How to Use Your Leftover Stuga Flooring Planks

How to Use Your Leftover Stuga Flooring Planks

Design: Sarah Sherman Samuel | Photo: Daniel Peter | Floor: Shell

Your Stuga project is complete, but you have some leftover planks. Now what? Whether you're looking to add another touch of hardwood to your home, want a custom storage solution, or seek a simple, artistic project to complete over a weekend, we’ve got just the inspiration for you. A built-in breakfast banquette in Little Square, or a DIY Shell headboard to add the perfect amount of dimension and organic texture to a beachside retreat? Yes, please!

Elevated Seating

Wood isn’t just for floors. Think outside the box and consider a seating project that will not only give you a dreamy look for less but also make your entire design more cohesive. Sarah Matthews, Sarah Sherman Samuel’s studio director, has a kitchen that is a neutral-lover’s paradise featuring the designer’s Quarterline collection for Semihandmade, wood hardware, rich, earthy paint, and, of course, Stuga flooring. Little Square, the 5-inch-wide sister floor of Fika, complements the home’s palette, and leftover planks were utilized for a cozy breakfast nook.

Sarah Sherman Samuel took flooring up the banquette in this kitchen
Design: Sarah Sherman Samuel | Photo: Nicole Franzen

Pro tip: For another addition to your finished design, use Stuga planks for toe kicks, to wrap your island, as a backsplash, or for custom floating shelves.

Toe kicks wrapped in flooring create the illusion of floating cabinets
Photographer Christian Torres used extra planks of Fika on the toe kicks of his kitchen cabinets, creating the illusion of floating cabinetry.

Another seating project we adore is this Pepper bench at Hygge Life, an Eagle-Vail, Colorado, showroom of hygge-inspired home decor. The bench offers an ideal spot to relax while browsing the store’s collection, while Sisu, our white oak herringbone, and Fika, our best-selling wide-plank blonde, create a grounding base.

Hygge Life 📍Eagle-Vail, Colorado

A Bespoke Bar

Fika floors pair with an equally sleek Fika bar. Have leftover flooring? Create a backsplash for your coffee bar and craft a stylish, functional space to store wine bottles, glasses, and more.

Fika planks clad the back of a bar area in this Austin home
Design: Kelle Contine | Architect: Webber Studio | Photos: Casey Woods

Weekend Art Piece

If you have only a couple of Stuga planks leftover, consider making a one-of-a-kind art piece. Build a rustic photo frame from our character-heavy floors such as Forest, Harbor, Shell, and Pepper, or a Scandi art piece with a floor like Greta, Astrid, or Sisu.

Look to the Ceiling

The warmth hardwood can bring to your home doesn’t have to stop at the floors. Any of our floors can be used on ceilings, too. Zig Zag, our walnut veneer, shines in Yellow Brick Home’s Kim and Scott Vargo’s Michigan home. They worked with a contractor to run the planks horizontally across their hip ceiling for a cabin-in-the-woods feel they love.

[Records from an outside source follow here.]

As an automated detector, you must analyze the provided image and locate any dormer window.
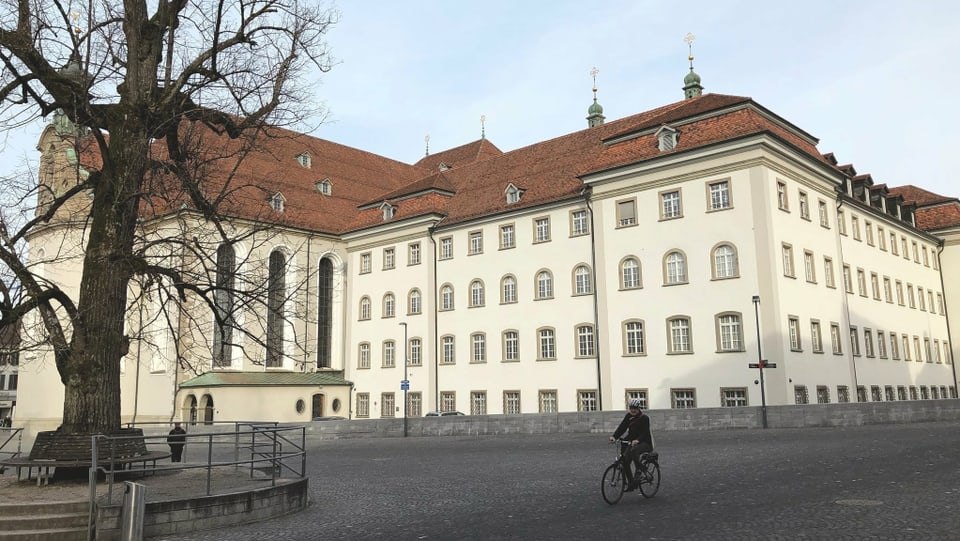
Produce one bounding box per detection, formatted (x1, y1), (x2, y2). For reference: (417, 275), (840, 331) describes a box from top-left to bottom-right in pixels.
(380, 201), (397, 220)
(503, 182), (524, 205)
(297, 152), (311, 169)
(654, 126), (680, 152)
(314, 178), (333, 195)
(269, 192), (287, 212)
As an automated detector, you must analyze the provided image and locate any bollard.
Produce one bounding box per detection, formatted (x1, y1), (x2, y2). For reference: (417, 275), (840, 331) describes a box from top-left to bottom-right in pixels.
(120, 481), (147, 541)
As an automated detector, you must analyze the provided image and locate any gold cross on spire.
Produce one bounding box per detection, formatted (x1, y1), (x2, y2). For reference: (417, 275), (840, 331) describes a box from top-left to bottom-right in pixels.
(683, 32), (697, 70)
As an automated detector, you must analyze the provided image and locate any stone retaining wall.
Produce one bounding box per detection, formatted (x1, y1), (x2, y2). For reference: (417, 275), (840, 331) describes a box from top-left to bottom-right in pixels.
(307, 399), (960, 439)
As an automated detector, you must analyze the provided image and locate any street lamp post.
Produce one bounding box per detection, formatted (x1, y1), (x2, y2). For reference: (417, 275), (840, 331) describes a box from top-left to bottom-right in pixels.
(753, 295), (767, 428)
(400, 321), (410, 438)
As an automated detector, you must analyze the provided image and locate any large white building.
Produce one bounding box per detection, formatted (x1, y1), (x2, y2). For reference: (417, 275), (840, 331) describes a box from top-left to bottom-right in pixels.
(16, 66), (960, 430)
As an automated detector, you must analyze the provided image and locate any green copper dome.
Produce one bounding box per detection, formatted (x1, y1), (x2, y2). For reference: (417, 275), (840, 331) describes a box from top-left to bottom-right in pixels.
(587, 98), (603, 115)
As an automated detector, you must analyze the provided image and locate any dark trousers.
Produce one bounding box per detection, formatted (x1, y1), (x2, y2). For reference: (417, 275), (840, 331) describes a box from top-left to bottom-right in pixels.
(170, 443), (184, 462)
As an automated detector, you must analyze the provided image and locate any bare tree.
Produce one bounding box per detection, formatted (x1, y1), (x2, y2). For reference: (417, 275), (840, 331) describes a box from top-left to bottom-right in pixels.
(0, 0), (337, 433)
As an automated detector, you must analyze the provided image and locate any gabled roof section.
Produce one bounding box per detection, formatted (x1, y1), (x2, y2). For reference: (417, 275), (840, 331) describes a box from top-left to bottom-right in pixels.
(890, 184), (960, 231)
(414, 138), (503, 171)
(180, 370), (353, 389)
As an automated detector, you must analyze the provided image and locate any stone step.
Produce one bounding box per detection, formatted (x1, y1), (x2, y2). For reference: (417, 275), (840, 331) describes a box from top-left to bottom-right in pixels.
(0, 511), (90, 532)
(0, 526), (87, 541)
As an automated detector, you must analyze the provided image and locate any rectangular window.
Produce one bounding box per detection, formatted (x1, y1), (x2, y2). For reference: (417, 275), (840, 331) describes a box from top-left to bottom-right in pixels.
(469, 231), (483, 255)
(777, 181), (790, 211)
(500, 224), (517, 250)
(570, 210), (590, 237)
(623, 321), (646, 355)
(503, 331), (520, 362)
(470, 333), (487, 363)
(503, 391), (520, 415)
(407, 242), (420, 265)
(380, 393), (397, 417)
(577, 391), (597, 411)
(357, 393), (370, 418)
(707, 180), (730, 210)
(670, 389), (697, 409)
(533, 218), (550, 243)
(781, 244), (795, 278)
(439, 237), (453, 259)
(617, 199), (637, 227)
(787, 316), (802, 351)
(537, 389), (557, 413)
(803, 250), (817, 284)
(440, 391), (457, 411)
(470, 391), (487, 415)
(720, 387), (748, 408)
(810, 320), (823, 353)
(830, 323), (843, 355)
(660, 190), (682, 220)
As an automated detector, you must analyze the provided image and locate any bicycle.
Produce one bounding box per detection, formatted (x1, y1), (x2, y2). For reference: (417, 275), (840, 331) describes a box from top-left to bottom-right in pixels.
(600, 439), (660, 505)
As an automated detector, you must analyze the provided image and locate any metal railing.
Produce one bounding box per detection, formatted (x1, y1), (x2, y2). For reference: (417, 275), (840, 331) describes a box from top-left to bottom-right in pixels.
(88, 422), (307, 531)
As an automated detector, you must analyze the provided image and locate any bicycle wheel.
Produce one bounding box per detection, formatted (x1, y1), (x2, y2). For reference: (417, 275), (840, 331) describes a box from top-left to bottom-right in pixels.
(600, 464), (626, 505)
(637, 462), (660, 498)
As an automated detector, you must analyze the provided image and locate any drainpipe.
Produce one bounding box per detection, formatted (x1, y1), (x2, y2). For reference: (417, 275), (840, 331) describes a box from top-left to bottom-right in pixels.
(836, 197), (860, 394)
(428, 218), (443, 411)
(937, 244), (960, 392)
(580, 186), (603, 411)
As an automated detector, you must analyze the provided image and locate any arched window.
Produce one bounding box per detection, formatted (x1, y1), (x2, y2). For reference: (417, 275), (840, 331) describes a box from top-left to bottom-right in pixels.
(500, 274), (517, 304)
(267, 250), (287, 368)
(663, 250), (687, 284)
(470, 280), (484, 307)
(573, 265), (593, 295)
(360, 296), (370, 321)
(537, 270), (553, 299)
(620, 257), (641, 289)
(440, 284), (453, 310)
(713, 244), (740, 279)
(407, 289), (423, 315)
(383, 293), (397, 317)
(317, 256), (333, 368)
(213, 244), (237, 368)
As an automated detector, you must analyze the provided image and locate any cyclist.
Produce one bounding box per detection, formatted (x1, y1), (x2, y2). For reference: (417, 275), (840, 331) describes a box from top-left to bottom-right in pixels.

Yellow Brick Home's Red House includes a walnut ceiling made with Stuga flooring
Design & Photos: Yellow Brick Home

In Portland, Emily Henderson used not one, but two Stuga floors to transform her brother’s new build into a homey haven. Shell on the floors and Drift on the ceiling are a match made in design heaven.

Up the Walls

When it comes to a DIY headboard, feature wall, or a reading nook, Stuga planks can do it all. In Montauk, architects at Studio MKT specced Shell for both the floors and walls for this surf shack bedroom, while at Sarah Sherman Samuel’s Grand Rapids Showhouse, she used Shell throughout, including for a pantry accent wall.

Design & Photos: Studio MTK

A Waterproof Coaster

We bet you’ve never seen a waterproof wood coaster until now. Our collection of waterproof floors goes above and beyond, so when it came time to promote them, we got creative and made Stuga-branded coasters cut with a CNC machine at our Austin sample shop. Take them to the pool, on a hike, or place them on your dining table, in the living room, or near your bedside for a unique piece.

Waterproof coasters made from Stuga High Five flooring
These coasters were made using High Five flooring. For a similar project, you can cut material into simple squares at home, or use a large hole saw drill bit to cut perfect circles.